電気グルーヴ『電気グルーヴのゴールデンヒッツ Due To Contract』(Ki/oon)

denki.jpg「契約のために」


「Due To Contract」を訳すとこんな意味になるわけだけど、実際はどうか知らないし、特に注目しているわけでもない。だって、そういう掴みどころがないのが電気グルーヴだと思うから。


 電気グルーヴは、いい意味で人の期待を裏切ってきた。祭り上げられそうになるとジョークをしてみせ、悪ふざけを求められると真面目に丁寧なことをする。でもそれは、電気グルーヴが確かな音楽的力量を持っているからこそできることではないだろうか? 今回のベストアルバムを聴いて思ったのは、「普通に良い曲を作ってきたんだな」ということ。気持ちいい符割りの「N.O」や「Upside Down」はもちろんのこと、歌モノではない「Nothing's Gonna Change」にまで歌心が宿っている。僕は「ギターに歌わせる」バーナード・サムナーのプレイが大好きなんだけど、電気グルーヴの音にも似たような「歌っている音」というのがたくさんある。

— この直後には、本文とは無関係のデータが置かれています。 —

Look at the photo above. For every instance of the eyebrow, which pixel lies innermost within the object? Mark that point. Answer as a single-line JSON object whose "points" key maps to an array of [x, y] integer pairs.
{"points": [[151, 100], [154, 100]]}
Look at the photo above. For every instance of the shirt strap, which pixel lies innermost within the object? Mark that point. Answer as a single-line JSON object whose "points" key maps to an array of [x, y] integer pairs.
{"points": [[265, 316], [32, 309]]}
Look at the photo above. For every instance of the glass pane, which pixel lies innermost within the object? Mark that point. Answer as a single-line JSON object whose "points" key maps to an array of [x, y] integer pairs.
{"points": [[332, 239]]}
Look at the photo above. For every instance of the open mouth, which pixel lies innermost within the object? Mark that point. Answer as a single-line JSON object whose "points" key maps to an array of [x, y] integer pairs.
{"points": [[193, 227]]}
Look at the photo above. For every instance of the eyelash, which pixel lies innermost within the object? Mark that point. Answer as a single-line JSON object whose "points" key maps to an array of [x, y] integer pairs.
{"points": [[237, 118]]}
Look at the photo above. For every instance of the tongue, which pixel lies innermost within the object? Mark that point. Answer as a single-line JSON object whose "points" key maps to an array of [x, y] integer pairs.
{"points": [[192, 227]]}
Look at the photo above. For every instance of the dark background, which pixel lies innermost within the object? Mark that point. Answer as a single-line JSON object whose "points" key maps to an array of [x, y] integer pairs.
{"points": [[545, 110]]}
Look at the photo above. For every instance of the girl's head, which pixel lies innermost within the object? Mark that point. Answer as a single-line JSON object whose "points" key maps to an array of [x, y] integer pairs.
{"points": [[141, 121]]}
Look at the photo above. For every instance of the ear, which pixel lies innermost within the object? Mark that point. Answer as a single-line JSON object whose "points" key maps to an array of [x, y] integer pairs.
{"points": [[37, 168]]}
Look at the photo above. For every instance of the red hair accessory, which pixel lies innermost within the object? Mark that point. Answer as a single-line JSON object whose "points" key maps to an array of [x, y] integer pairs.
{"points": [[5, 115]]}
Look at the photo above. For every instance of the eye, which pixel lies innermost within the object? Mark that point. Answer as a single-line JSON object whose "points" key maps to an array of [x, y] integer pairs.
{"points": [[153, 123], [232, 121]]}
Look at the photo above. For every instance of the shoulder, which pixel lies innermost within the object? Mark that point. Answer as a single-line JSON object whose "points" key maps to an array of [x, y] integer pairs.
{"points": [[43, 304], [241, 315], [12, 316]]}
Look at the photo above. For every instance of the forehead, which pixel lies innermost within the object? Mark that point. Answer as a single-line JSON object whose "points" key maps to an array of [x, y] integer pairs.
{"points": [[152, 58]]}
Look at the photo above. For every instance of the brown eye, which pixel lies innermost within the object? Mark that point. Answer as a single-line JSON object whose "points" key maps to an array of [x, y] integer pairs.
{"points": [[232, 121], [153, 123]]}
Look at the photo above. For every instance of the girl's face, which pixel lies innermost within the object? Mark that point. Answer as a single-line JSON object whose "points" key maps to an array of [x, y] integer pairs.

 まりんによる全曲リマスターなどのトピックはあるものの、それ以外に目を引くようなトピックがないのも事実だ。しかし、この『電気グルーヴのゴールデンヒッツ Due To Contract』というのは、メロディーメイカーとしての電気グルーヴの姿を鮮明にしたという意味では意外と重要なアルバムになるのではないだろうか? それが狙いなのかは不明だが、選曲も比較的おふざけが少ない曲が多いし、まりんのリマスターも大きく変化させるというよりも、現在のリスニング環境を考慮した「微調整」といった手を施している印象だ。しかもそれが、より電気グルーヴの歌心とメロディセンスを分かりやすくさせているし、本当に素晴らしい仕事をしている。これから電気を知る人の入門編としてはもちろんのこと、メリーノイズ(卓球さんが昔組んでいたバンド)の頃から追いかけている熱心なファンが聴いても、面白い発見がある良いベスト・アルバムだと思う。